Christmas eve, and the lights in church are low. The saints hold candles and sing of Jesus, they circle the church, singing from all corners, echoing praise back and forth as if from every corner of the world.


I snuggle a sleepy little saint while they walk by with the candles and their Quempas Carol.

The song itself is light in our darkness, but it’s not so bright that it wakes the sleeper. Not yet.
God’s own Son is born a child, is born a child;
God the Father is reconciled, is reconciled.

Each saint who goes by, each familiar face made even more lovely by soft candlelight, inspires affection, gratitude, prayer in me. I join their song, grateful that the average pew sitter is invited in as part of the echo. I envisage God’s great gathering of us all; how our lights will shine then; how my own voice will be more lovely, more confident.

But when he walks by there is more affection, more hope, more aching prayer.
For he’s mine, my husband, him whom I have loved in this life.  
It is with a mix of deep affection and selfish possessiveness that I use the word “mine:” God isn’t finished with me yet.  He is pastor, he is daddy, he is many things to many people, but at the end of this day, he is mine.

He walks by in his robe with the candle, singing with the saints as we are all  being gathered
The sheep are safe, He will indeed take care of them.

Safe. The sheep are safe. How his shepherd heart must ache for that day when all God’s sheep are finally safe and gathered in. I ache for it with him.

I try to imagine it:
He’s part of the heavenly choir, and I see him walk by singing sanctified praise, but with the voice I know, the smile that I have loved.

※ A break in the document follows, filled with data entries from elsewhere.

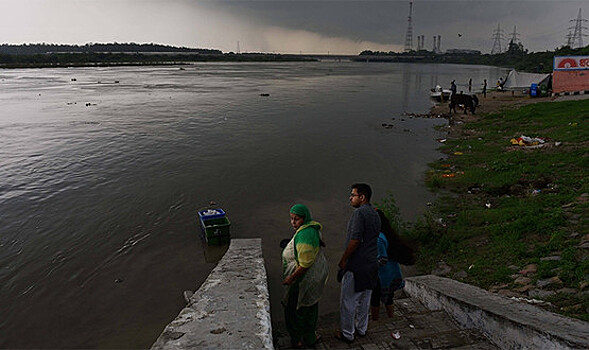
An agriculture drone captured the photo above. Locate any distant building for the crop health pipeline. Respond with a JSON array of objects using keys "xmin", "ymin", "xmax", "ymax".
[{"xmin": 446, "ymin": 49, "xmax": 481, "ymax": 55}]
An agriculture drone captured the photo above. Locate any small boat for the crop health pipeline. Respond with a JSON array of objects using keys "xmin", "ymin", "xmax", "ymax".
[
  {"xmin": 198, "ymin": 208, "xmax": 231, "ymax": 245},
  {"xmin": 430, "ymin": 85, "xmax": 452, "ymax": 101}
]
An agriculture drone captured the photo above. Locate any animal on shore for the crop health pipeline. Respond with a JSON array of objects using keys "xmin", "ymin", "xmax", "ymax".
[{"xmin": 449, "ymin": 93, "xmax": 478, "ymax": 114}]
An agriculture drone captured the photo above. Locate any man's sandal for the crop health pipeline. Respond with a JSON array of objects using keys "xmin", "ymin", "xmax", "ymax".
[{"xmin": 334, "ymin": 331, "xmax": 353, "ymax": 344}]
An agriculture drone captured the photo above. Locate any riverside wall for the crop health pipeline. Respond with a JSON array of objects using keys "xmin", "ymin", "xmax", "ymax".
[
  {"xmin": 405, "ymin": 275, "xmax": 589, "ymax": 350},
  {"xmin": 151, "ymin": 238, "xmax": 273, "ymax": 350},
  {"xmin": 150, "ymin": 239, "xmax": 589, "ymax": 350}
]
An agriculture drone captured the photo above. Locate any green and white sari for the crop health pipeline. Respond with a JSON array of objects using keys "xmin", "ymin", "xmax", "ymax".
[{"xmin": 282, "ymin": 203, "xmax": 329, "ymax": 347}]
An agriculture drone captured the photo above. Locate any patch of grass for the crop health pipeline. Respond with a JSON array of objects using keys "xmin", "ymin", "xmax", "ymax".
[
  {"xmin": 546, "ymin": 292, "xmax": 589, "ymax": 322},
  {"xmin": 396, "ymin": 98, "xmax": 589, "ymax": 321}
]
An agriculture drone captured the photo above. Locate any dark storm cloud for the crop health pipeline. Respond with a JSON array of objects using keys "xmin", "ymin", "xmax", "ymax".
[
  {"xmin": 200, "ymin": 1, "xmax": 407, "ymax": 44},
  {"xmin": 200, "ymin": 0, "xmax": 588, "ymax": 52},
  {"xmin": 2, "ymin": 0, "xmax": 587, "ymax": 53}
]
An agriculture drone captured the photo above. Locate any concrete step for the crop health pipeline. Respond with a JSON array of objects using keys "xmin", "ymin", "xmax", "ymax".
[{"xmin": 275, "ymin": 296, "xmax": 498, "ymax": 349}]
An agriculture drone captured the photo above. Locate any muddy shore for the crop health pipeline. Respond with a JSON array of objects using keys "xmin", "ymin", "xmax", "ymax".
[{"xmin": 429, "ymin": 90, "xmax": 589, "ymax": 123}]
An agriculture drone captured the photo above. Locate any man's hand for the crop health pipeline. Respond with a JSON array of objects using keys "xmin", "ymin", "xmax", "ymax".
[{"xmin": 339, "ymin": 239, "xmax": 360, "ymax": 270}]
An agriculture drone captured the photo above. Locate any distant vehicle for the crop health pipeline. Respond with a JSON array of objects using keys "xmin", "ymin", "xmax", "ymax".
[{"xmin": 430, "ymin": 85, "xmax": 452, "ymax": 101}]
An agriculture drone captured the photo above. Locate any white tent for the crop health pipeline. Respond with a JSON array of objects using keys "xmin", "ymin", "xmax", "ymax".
[{"xmin": 502, "ymin": 70, "xmax": 551, "ymax": 90}]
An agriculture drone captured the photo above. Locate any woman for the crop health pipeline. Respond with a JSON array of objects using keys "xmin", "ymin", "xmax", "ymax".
[
  {"xmin": 370, "ymin": 209, "xmax": 416, "ymax": 320},
  {"xmin": 282, "ymin": 204, "xmax": 328, "ymax": 348}
]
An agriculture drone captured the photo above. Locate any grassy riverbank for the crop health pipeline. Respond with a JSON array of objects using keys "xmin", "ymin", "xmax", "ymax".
[{"xmin": 387, "ymin": 94, "xmax": 589, "ymax": 321}]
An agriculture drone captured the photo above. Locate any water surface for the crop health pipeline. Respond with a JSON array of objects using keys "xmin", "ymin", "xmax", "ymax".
[{"xmin": 0, "ymin": 62, "xmax": 507, "ymax": 348}]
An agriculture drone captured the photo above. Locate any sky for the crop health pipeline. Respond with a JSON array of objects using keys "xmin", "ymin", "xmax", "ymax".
[{"xmin": 0, "ymin": 0, "xmax": 587, "ymax": 55}]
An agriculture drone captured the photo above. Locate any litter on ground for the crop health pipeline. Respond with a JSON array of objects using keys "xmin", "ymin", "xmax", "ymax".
[
  {"xmin": 509, "ymin": 296, "xmax": 549, "ymax": 305},
  {"xmin": 510, "ymin": 135, "xmax": 547, "ymax": 147}
]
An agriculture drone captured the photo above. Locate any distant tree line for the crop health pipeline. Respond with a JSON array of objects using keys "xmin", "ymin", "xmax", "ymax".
[
  {"xmin": 0, "ymin": 43, "xmax": 222, "ymax": 55},
  {"xmin": 7, "ymin": 41, "xmax": 588, "ymax": 71},
  {"xmin": 359, "ymin": 43, "xmax": 589, "ymax": 74},
  {"xmin": 0, "ymin": 43, "xmax": 315, "ymax": 68}
]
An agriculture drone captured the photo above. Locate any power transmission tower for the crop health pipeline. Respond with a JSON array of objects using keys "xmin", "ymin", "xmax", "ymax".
[
  {"xmin": 491, "ymin": 23, "xmax": 504, "ymax": 54},
  {"xmin": 509, "ymin": 25, "xmax": 520, "ymax": 44},
  {"xmin": 404, "ymin": 1, "xmax": 414, "ymax": 52},
  {"xmin": 569, "ymin": 8, "xmax": 588, "ymax": 49},
  {"xmin": 566, "ymin": 31, "xmax": 574, "ymax": 47}
]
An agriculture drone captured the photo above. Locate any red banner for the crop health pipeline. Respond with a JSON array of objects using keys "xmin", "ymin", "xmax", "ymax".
[
  {"xmin": 553, "ymin": 56, "xmax": 589, "ymax": 93},
  {"xmin": 554, "ymin": 56, "xmax": 589, "ymax": 70}
]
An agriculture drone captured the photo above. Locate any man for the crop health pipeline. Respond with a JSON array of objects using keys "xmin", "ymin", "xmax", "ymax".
[{"xmin": 335, "ymin": 183, "xmax": 381, "ymax": 343}]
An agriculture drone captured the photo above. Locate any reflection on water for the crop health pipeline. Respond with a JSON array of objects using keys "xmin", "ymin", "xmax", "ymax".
[{"xmin": 0, "ymin": 62, "xmax": 507, "ymax": 348}]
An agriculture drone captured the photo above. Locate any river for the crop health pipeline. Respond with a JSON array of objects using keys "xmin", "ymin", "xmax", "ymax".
[{"xmin": 0, "ymin": 61, "xmax": 507, "ymax": 348}]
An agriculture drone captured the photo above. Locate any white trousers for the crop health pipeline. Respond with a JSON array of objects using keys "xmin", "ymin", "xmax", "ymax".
[{"xmin": 340, "ymin": 270, "xmax": 372, "ymax": 341}]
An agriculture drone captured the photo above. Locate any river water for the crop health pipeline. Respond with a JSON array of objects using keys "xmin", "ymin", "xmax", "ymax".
[{"xmin": 0, "ymin": 62, "xmax": 506, "ymax": 348}]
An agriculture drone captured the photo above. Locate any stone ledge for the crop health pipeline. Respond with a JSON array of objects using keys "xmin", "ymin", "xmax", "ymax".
[
  {"xmin": 151, "ymin": 238, "xmax": 273, "ymax": 350},
  {"xmin": 404, "ymin": 275, "xmax": 589, "ymax": 350}
]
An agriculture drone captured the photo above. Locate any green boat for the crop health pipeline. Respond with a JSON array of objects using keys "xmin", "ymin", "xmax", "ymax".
[{"xmin": 198, "ymin": 208, "xmax": 231, "ymax": 245}]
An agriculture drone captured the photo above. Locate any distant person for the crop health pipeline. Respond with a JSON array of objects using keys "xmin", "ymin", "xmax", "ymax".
[
  {"xmin": 468, "ymin": 78, "xmax": 472, "ymax": 92},
  {"xmin": 336, "ymin": 184, "xmax": 380, "ymax": 344},
  {"xmin": 282, "ymin": 204, "xmax": 328, "ymax": 348},
  {"xmin": 370, "ymin": 209, "xmax": 416, "ymax": 320},
  {"xmin": 450, "ymin": 80, "xmax": 457, "ymax": 95},
  {"xmin": 482, "ymin": 79, "xmax": 487, "ymax": 98},
  {"xmin": 497, "ymin": 77, "xmax": 504, "ymax": 92}
]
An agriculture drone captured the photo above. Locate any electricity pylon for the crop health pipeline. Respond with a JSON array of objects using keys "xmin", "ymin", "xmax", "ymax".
[
  {"xmin": 509, "ymin": 25, "xmax": 520, "ymax": 45},
  {"xmin": 491, "ymin": 23, "xmax": 504, "ymax": 54},
  {"xmin": 569, "ymin": 8, "xmax": 588, "ymax": 49},
  {"xmin": 566, "ymin": 31, "xmax": 574, "ymax": 47},
  {"xmin": 404, "ymin": 1, "xmax": 414, "ymax": 52}
]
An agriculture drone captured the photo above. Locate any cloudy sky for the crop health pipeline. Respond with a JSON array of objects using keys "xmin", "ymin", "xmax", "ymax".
[{"xmin": 0, "ymin": 0, "xmax": 587, "ymax": 54}]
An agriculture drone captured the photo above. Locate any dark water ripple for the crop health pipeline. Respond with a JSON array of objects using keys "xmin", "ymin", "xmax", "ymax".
[{"xmin": 0, "ymin": 62, "xmax": 507, "ymax": 348}]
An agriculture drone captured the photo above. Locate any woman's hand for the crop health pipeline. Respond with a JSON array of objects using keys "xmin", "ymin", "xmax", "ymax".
[
  {"xmin": 282, "ymin": 266, "xmax": 308, "ymax": 285},
  {"xmin": 282, "ymin": 274, "xmax": 295, "ymax": 285}
]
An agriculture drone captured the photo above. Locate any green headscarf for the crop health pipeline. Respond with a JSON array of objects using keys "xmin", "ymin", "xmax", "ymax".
[
  {"xmin": 290, "ymin": 203, "xmax": 322, "ymax": 232},
  {"xmin": 290, "ymin": 203, "xmax": 312, "ymax": 224},
  {"xmin": 284, "ymin": 204, "xmax": 328, "ymax": 309}
]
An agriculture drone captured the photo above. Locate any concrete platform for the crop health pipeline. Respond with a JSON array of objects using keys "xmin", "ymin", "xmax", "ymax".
[
  {"xmin": 276, "ymin": 275, "xmax": 589, "ymax": 349},
  {"xmin": 152, "ymin": 238, "xmax": 588, "ymax": 350},
  {"xmin": 151, "ymin": 239, "xmax": 273, "ymax": 350},
  {"xmin": 275, "ymin": 293, "xmax": 498, "ymax": 349}
]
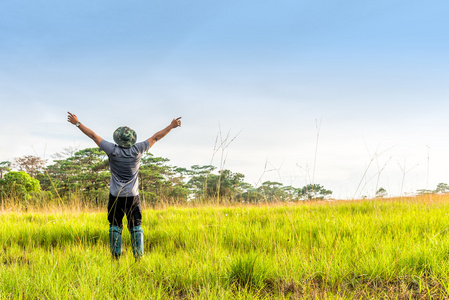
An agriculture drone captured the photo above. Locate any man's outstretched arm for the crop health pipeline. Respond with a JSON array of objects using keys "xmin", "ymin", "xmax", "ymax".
[
  {"xmin": 67, "ymin": 112, "xmax": 103, "ymax": 147},
  {"xmin": 147, "ymin": 117, "xmax": 182, "ymax": 148}
]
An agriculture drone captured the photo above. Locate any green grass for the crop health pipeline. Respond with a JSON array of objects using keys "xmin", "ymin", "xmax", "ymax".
[{"xmin": 2, "ymin": 195, "xmax": 449, "ymax": 299}]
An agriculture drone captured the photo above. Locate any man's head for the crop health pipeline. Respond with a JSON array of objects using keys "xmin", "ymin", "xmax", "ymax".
[{"xmin": 113, "ymin": 126, "xmax": 137, "ymax": 148}]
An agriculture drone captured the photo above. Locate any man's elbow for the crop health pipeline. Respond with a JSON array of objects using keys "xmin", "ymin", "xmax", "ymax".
[
  {"xmin": 149, "ymin": 134, "xmax": 160, "ymax": 142},
  {"xmin": 90, "ymin": 133, "xmax": 101, "ymax": 142}
]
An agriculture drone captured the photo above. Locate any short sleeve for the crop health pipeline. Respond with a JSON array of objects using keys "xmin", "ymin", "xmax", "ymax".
[
  {"xmin": 135, "ymin": 141, "xmax": 150, "ymax": 154},
  {"xmin": 100, "ymin": 140, "xmax": 116, "ymax": 155}
]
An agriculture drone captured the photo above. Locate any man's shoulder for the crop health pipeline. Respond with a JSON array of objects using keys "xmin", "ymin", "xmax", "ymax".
[
  {"xmin": 133, "ymin": 140, "xmax": 150, "ymax": 153},
  {"xmin": 100, "ymin": 140, "xmax": 116, "ymax": 154},
  {"xmin": 100, "ymin": 139, "xmax": 115, "ymax": 146}
]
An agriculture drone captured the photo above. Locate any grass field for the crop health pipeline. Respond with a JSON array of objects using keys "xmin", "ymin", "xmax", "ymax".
[{"xmin": 2, "ymin": 195, "xmax": 449, "ymax": 299}]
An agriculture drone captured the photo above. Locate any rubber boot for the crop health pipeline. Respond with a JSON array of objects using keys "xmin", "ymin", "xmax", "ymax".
[
  {"xmin": 109, "ymin": 225, "xmax": 122, "ymax": 258},
  {"xmin": 130, "ymin": 225, "xmax": 144, "ymax": 259}
]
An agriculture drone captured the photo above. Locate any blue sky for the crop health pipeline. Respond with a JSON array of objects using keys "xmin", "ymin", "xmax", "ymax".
[{"xmin": 1, "ymin": 0, "xmax": 449, "ymax": 198}]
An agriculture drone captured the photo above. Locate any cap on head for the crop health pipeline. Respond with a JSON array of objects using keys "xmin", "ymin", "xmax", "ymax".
[{"xmin": 113, "ymin": 126, "xmax": 137, "ymax": 148}]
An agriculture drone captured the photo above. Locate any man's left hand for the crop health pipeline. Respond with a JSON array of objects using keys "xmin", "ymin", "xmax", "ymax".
[{"xmin": 67, "ymin": 112, "xmax": 79, "ymax": 125}]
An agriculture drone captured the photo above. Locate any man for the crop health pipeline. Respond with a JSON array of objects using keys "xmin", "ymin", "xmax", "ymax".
[{"xmin": 67, "ymin": 112, "xmax": 181, "ymax": 259}]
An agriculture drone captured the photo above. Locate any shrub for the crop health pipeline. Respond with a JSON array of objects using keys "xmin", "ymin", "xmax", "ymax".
[{"xmin": 0, "ymin": 171, "xmax": 40, "ymax": 200}]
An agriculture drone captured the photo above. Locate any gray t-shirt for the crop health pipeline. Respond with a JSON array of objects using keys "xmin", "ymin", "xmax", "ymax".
[{"xmin": 100, "ymin": 139, "xmax": 150, "ymax": 197}]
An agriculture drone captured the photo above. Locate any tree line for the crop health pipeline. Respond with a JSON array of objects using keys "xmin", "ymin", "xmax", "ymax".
[{"xmin": 0, "ymin": 147, "xmax": 333, "ymax": 208}]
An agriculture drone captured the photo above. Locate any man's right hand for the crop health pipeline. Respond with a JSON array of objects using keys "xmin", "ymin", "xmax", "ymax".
[
  {"xmin": 170, "ymin": 117, "xmax": 182, "ymax": 128},
  {"xmin": 147, "ymin": 117, "xmax": 182, "ymax": 149}
]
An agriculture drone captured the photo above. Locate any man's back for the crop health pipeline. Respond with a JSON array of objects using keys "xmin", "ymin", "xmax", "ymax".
[{"xmin": 100, "ymin": 140, "xmax": 150, "ymax": 197}]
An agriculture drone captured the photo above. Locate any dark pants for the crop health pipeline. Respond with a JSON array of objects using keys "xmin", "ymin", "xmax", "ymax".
[{"xmin": 107, "ymin": 193, "xmax": 142, "ymax": 229}]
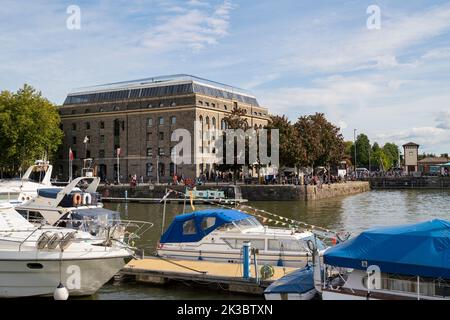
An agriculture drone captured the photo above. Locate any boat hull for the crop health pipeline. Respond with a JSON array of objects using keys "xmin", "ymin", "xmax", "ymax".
[
  {"xmin": 157, "ymin": 248, "xmax": 311, "ymax": 268},
  {"xmin": 0, "ymin": 257, "xmax": 126, "ymax": 298},
  {"xmin": 264, "ymin": 290, "xmax": 317, "ymax": 300}
]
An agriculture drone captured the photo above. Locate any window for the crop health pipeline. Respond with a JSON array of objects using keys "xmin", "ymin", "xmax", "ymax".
[
  {"xmin": 159, "ymin": 102, "xmax": 164, "ymax": 108},
  {"xmin": 183, "ymin": 219, "xmax": 197, "ymax": 235},
  {"xmin": 99, "ymin": 108, "xmax": 104, "ymax": 113},
  {"xmin": 268, "ymin": 239, "xmax": 303, "ymax": 252},
  {"xmin": 223, "ymin": 239, "xmax": 265, "ymax": 250},
  {"xmin": 201, "ymin": 217, "xmax": 216, "ymax": 230},
  {"xmin": 171, "ymin": 102, "xmax": 176, "ymax": 107},
  {"xmin": 72, "ymin": 137, "xmax": 77, "ymax": 145},
  {"xmin": 85, "ymin": 109, "xmax": 90, "ymax": 114},
  {"xmin": 71, "ymin": 110, "xmax": 76, "ymax": 115},
  {"xmin": 159, "ymin": 117, "xmax": 164, "ymax": 125},
  {"xmin": 72, "ymin": 123, "xmax": 77, "ymax": 131},
  {"xmin": 147, "ymin": 104, "xmax": 153, "ymax": 108},
  {"xmin": 159, "ymin": 132, "xmax": 164, "ymax": 141},
  {"xmin": 233, "ymin": 102, "xmax": 238, "ymax": 109},
  {"xmin": 199, "ymin": 101, "xmax": 203, "ymax": 105},
  {"xmin": 86, "ymin": 150, "xmax": 91, "ymax": 158},
  {"xmin": 147, "ymin": 148, "xmax": 153, "ymax": 156},
  {"xmin": 99, "ymin": 150, "xmax": 105, "ymax": 158},
  {"xmin": 86, "ymin": 122, "xmax": 91, "ymax": 130},
  {"xmin": 158, "ymin": 148, "xmax": 164, "ymax": 156},
  {"xmin": 100, "ymin": 135, "xmax": 105, "ymax": 143},
  {"xmin": 99, "ymin": 121, "xmax": 105, "ymax": 129},
  {"xmin": 170, "ymin": 116, "xmax": 176, "ymax": 125},
  {"xmin": 205, "ymin": 102, "xmax": 210, "ymax": 107},
  {"xmin": 224, "ymin": 105, "xmax": 228, "ymax": 110},
  {"xmin": 212, "ymin": 103, "xmax": 216, "ymax": 108},
  {"xmin": 113, "ymin": 106, "xmax": 120, "ymax": 111},
  {"xmin": 147, "ymin": 132, "xmax": 152, "ymax": 142},
  {"xmin": 147, "ymin": 118, "xmax": 153, "ymax": 127},
  {"xmin": 159, "ymin": 162, "xmax": 165, "ymax": 176},
  {"xmin": 212, "ymin": 117, "xmax": 216, "ymax": 129},
  {"xmin": 146, "ymin": 163, "xmax": 153, "ymax": 176}
]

There is more joy in his smile.
He will not be mine, then, not exclusively to possess as husband.
With others I will love him, see him, and rejoice in what God has done.

Will I still be allowed to speak of him with the “mine” of affection?
Will there be an amused “I told you so” in his glance, or in mine?
Will there be a silent mutual apology for not loving better? If there is, surely there will be mutual grace to consume all regret or pain, to swallow it all up in forgiveness.
Will we share a glance that nobody else could possibly understand, rich with memories and tearful nights and joys and fears we shared in this life, amazed to see how God has redeemed every bit of it all?

“Confirm for us the work of our hands:” we have prayed  this many times.  Will we someday see God’s answer?  It will all be done by His hand, we will see clearly then.
And yet He has used our hands to “help,”
Used pastor’s words to convict, comfort, heal, uphold
And mine too, in my own way, though all of the grace and the beauty were borrowed.
Will we get to trace the paths of His Words on our lips, see how God took our imperfect efforts and (miraculously!) watered and grew and reaped a rich harvest?

I have shared his burdens in this life; will I get to be with him to see those burdens made beautiful?
These saints we walk with and their griefs, will we see the finished artwork when they are finally healed?

We cannot picture, cannot fathom what is to come. So for now, light candles together, we join in song, and we receive glimpses of hope from our God. And we wait until the new day dawns.


Image may contain: 1 person, sleeping, sitting, baby and indoorThe sleeping saint in the pew stirs under his coat-blanket.  I try to coax him into holding a candle and joining the song but he is too weary. It’s ok, son, we will sing for you, for now.


Rejoice in his goodwill; The Savior came in meekness
For you, for you, to bear your flesh in weakness.
God’s own Son is born a child, is born a child;
God the Father is reconciled, is reconciled.